Alessandro D'Ambrogio
Senza il carcere duro può tornare a gestire potere e affari

PALERMO – Alessandro D’Ambrogio deve restare al carcere duro. C’è fermento nel mandamento di Porta Nuova di cui è stato il capo. Il suo peso mafioso è ancora attuale visto che il boss non ha mostrato alcun segnale di dissociazione.

La Cassazione rigetta il ricorso e dà ragione al Tribunale di sorveglianza di Roma che ha definito “persistente” il pericolo che D’Ambrogio, senza le limitazioni del carcere duro, possa gestire potere e affari riprendendo i collegamenti con l’esterno.

Il pericolo è dovuto alla “allarmante carriera criminale, al suo ruolo apicale nell’ambito dell’associazione criminale, alla perdurante attività del gruppo criminale di appartenenza, alle segnalazioni della Dda di Palermo circa due omicidi avvenuti nel territorio di riferimento del mandamento mafioso di Porta Nuova (Giuseppe Di Giacomo e Giuseppe Dainotti ndr), all’operatività di molteplici società operanti nel settore del trasporto dei malati e dei servizi funebri, direttamente o indirettamente riconducibili alla famiglia mafiosa di Porta Nuova”.

E poi c’è “l’assenza di segni di dissociazione rispetto alla organizzazione criminale e per la permanenza del ruolo del D’Ambrogio all’interno del medesimo sodalizio, come emerso da alcune intercettazioni di colloqui in carcere fra affiliati.

D’Ambrogio sta scontando 19 anni e otto mesi. È detenuto dal 2011, anno del blitz dei carabinieri che denominato “Alexander” dal nove del capomafia. Fu un durissimo colpo per il potente mandamento di Porta Nuova.

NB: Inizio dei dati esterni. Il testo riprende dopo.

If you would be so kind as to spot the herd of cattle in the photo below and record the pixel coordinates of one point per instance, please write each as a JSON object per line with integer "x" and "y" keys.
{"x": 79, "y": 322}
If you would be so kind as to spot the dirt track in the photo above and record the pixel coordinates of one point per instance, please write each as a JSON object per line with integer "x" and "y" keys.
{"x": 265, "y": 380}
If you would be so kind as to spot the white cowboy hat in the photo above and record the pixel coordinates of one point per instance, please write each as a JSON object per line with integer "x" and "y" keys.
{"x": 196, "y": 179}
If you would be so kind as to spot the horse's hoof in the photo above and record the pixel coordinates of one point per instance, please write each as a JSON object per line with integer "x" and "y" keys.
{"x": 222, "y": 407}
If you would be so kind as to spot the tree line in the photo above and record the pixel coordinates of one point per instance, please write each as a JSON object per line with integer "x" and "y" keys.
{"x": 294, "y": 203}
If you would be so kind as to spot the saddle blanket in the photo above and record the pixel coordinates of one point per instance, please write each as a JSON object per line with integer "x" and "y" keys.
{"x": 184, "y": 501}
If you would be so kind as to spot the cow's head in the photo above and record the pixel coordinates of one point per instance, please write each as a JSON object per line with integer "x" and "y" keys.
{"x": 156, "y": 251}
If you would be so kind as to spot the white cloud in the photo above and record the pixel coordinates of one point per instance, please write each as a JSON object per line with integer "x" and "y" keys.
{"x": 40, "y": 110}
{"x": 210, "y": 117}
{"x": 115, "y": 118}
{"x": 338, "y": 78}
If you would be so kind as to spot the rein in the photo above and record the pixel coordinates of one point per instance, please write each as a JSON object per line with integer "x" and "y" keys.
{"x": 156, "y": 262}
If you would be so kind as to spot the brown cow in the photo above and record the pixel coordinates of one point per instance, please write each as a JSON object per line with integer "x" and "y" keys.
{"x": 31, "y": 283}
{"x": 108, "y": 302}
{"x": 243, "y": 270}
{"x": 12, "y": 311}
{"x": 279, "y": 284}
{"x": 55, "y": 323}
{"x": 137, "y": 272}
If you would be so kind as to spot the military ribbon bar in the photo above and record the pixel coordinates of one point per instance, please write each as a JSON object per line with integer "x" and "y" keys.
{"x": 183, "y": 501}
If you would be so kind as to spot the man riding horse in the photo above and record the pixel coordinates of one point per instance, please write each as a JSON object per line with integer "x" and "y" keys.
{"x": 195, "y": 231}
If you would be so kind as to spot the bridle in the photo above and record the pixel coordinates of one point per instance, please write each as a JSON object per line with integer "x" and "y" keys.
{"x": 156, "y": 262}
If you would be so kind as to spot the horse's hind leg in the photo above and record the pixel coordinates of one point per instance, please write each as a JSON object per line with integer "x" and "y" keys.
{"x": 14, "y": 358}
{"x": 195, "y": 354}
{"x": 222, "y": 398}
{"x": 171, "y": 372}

Il boss era riuscito a conquistarsi rispetto e considerazione lontano dal suo territorio. Spingendosi da un lato fino in corso dei Mille e a Brancaccio e dell’altro a Pagliarelli e Uditore. Un capo ben voluto da tutti perché con tutti disponibile. La porta di D’Ambrogio e della sua agenzia di pompe funebri a Ballarò era sempre aperta.

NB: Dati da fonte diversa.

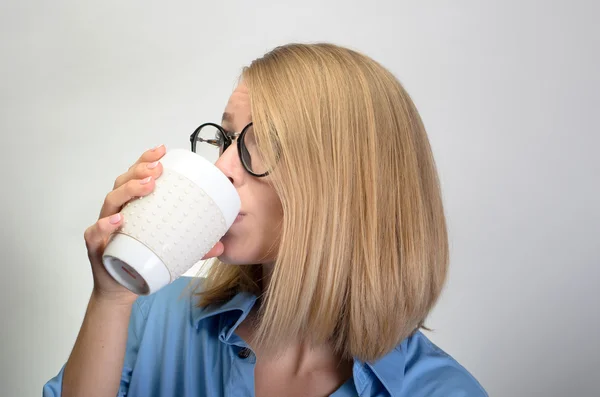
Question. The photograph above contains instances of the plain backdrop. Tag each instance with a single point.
(508, 91)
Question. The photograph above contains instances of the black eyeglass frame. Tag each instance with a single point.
(227, 141)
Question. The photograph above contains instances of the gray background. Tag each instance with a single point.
(508, 90)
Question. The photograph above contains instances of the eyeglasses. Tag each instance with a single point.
(214, 137)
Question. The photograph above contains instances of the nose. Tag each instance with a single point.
(230, 165)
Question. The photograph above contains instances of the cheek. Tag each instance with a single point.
(255, 239)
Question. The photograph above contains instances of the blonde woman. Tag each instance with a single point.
(322, 284)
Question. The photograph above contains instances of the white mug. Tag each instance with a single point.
(168, 231)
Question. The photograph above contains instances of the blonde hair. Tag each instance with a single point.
(364, 250)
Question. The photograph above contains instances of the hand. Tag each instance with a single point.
(138, 181)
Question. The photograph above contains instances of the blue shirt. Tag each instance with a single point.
(177, 349)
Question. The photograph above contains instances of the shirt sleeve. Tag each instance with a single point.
(137, 322)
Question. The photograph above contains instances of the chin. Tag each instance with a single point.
(233, 254)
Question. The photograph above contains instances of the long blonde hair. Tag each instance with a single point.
(363, 253)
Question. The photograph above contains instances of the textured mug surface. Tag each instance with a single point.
(178, 221)
(165, 233)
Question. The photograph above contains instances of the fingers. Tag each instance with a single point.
(96, 236)
(215, 251)
(138, 181)
(145, 166)
(116, 199)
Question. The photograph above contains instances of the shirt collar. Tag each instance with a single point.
(389, 369)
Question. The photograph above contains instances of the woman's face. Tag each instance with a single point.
(253, 237)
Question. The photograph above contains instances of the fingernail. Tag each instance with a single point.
(115, 218)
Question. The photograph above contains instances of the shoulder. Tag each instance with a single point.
(430, 371)
(172, 303)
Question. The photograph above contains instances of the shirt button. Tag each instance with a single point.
(244, 353)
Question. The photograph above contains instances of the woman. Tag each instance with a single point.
(342, 252)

Era divenuto capo dopo l’arresto di Tommaso Di Giovanni. Nel dicembre 1999 D’Ambrogio era stato condannato con sentenza definitiva per mafia ed era uscito da carcere nell’agosto 2006. Nel gennaio del 2008, il nuovo arresto nell’operazione denominata “Addio Pizzo 1”. Tre anni dopo, nel marzo 2011, era di nuovo in libertà. E tutti sapevano che sarebbe diventato il capo.

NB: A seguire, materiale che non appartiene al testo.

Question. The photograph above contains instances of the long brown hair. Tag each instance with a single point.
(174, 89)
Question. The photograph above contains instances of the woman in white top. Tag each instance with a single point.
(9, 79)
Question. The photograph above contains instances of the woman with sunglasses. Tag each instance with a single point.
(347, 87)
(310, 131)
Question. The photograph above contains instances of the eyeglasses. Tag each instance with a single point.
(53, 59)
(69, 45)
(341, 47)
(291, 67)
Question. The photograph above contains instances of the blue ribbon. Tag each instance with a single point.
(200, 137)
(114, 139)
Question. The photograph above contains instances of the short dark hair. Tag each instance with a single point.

Emblematica un’intercettazione fra mafiosi di Pagliarelli. A denti stretti criticavano l’atteggiamento di deferenza di alcuni personaggi nei confronti di D’Ambrogio, poi ammettevano: “Ma che ci devi dire, gli devi dare un bacione e basta… appena arriva gli dai un bacione da parte nostra, di tutti quelli che siamo qua e basta”.